The included nested stack can be accessed with the getNestedStack method:
declare const parentTemplate: cfn_inc.CfnInclude;
const includedChildStack = parentTemplate.getNestedStack('ChildStack');
const childStack: core.NestedStack = includedChildStack.stack;
const childTemplate: cfn_inc.CfnInclude = includedChildStack.includedTemplate;
Now you can reference resources from ChildStack,
and modify them like any other included template:
declare const childTemplate: cfn_inc.CfnInclude;
const cfnBucket = childTemplate.getResource('MyBucket') as s3.CfnBucket;
cfnBucket.bucketName = 'amzn-s3-demo-bucket1';
const role = new iam.Role(this, 'MyRole', {
assumedBy: new iam.AccountRootPrincipal(),
});
role.addToPolicy(new iam.PolicyStatement({
actions: [
's3:GetObject*',
's3:GetBucket*',
's3:List*',
],
resources: [cfnBucket.attrArn],
}));
You can also include the nested stack after the CfnInclude object was created,
instead of doing it on construction:
declare const parentTemplate: cfn_inc.CfnInclude;
const includedChildStack = parentTemplate.loadNestedStack('ChildTemplate', {
templateFile: 'path/to/my-nested-template.json',
});
Vending CloudFormation templates as Constructs
In many cases, there are existing CloudFormation templates that are not entire applications,
but more like specialized fragments, implementing a particular pattern or best practice.

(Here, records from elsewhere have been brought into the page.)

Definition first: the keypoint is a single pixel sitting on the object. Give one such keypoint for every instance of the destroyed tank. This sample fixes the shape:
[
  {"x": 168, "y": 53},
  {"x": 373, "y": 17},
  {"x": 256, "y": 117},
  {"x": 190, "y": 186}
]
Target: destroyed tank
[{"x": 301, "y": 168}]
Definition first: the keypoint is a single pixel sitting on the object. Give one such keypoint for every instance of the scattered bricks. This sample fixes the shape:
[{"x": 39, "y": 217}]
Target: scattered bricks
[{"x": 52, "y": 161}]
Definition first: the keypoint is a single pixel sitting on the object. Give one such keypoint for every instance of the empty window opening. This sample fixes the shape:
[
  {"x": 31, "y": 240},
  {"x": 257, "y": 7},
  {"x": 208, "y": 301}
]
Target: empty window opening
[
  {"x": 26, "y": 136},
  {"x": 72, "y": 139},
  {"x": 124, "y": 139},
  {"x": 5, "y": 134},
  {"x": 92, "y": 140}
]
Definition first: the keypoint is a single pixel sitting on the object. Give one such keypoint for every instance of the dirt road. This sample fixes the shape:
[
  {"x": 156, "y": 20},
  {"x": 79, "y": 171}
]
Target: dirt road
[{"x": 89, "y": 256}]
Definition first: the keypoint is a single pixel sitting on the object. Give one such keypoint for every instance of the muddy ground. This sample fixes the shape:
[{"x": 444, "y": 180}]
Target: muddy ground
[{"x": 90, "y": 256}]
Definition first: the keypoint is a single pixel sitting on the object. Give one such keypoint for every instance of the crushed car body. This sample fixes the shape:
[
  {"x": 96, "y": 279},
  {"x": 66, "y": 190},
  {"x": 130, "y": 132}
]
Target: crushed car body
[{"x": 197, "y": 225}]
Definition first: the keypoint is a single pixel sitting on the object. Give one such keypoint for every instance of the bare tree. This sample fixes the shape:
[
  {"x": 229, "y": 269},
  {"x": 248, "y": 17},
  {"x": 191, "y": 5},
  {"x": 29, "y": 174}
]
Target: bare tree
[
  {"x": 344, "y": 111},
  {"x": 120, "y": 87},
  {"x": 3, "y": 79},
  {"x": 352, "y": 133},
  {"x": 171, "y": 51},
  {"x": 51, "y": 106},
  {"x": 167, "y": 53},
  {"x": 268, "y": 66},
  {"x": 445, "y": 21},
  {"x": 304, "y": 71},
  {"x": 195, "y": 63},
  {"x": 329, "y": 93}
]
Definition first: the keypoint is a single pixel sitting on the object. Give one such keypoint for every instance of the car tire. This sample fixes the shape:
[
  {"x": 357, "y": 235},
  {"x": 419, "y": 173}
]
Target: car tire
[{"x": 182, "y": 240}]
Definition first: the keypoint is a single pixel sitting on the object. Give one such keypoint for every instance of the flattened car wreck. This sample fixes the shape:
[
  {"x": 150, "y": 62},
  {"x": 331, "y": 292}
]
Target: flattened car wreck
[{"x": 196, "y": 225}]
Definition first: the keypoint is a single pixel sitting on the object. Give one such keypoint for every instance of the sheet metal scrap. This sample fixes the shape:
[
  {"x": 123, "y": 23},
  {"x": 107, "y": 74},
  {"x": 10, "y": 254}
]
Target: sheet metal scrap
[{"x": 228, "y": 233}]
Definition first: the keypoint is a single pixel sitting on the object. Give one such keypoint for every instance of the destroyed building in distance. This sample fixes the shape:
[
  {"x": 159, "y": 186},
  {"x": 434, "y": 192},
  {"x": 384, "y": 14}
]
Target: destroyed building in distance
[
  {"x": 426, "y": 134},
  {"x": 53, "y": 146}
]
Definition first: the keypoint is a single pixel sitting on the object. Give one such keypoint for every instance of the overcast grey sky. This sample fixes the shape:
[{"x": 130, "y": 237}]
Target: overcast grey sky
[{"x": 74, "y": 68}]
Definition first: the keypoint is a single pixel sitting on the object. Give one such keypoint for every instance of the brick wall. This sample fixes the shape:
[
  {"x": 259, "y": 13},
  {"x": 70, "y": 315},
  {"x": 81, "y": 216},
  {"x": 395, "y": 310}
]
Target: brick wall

If you have templates like that,
you can use the CfnInclude class to vend them as CDK Constructs:
import { Construct } from 'constructs';
import * as cfn_inc from 'aws-cdk-lib/cloudformation-include';
import * as path from 'path';
export class MyConstruct extends Construct {
constructor(scope: Construct, id: string) {
super(scope, id);
// include a template inside the Construct
new cfn_inc.CfnInclude(this, 'MyConstruct', {
templateFile: path.join(__dirname, 'my-template.json'),
preserveLogicalIds: false, // <--- !!!
});
}
}
Notice the preserveLogicalIds parameter -
it makes sure the logical IDs of all the included template elements are re-named using CDK's algorithm,
guaranteeing they are unique within your application.
Without that parameter passed,
instantiating MyConstruct twice in the same Stack would result in duplicated logical IDs.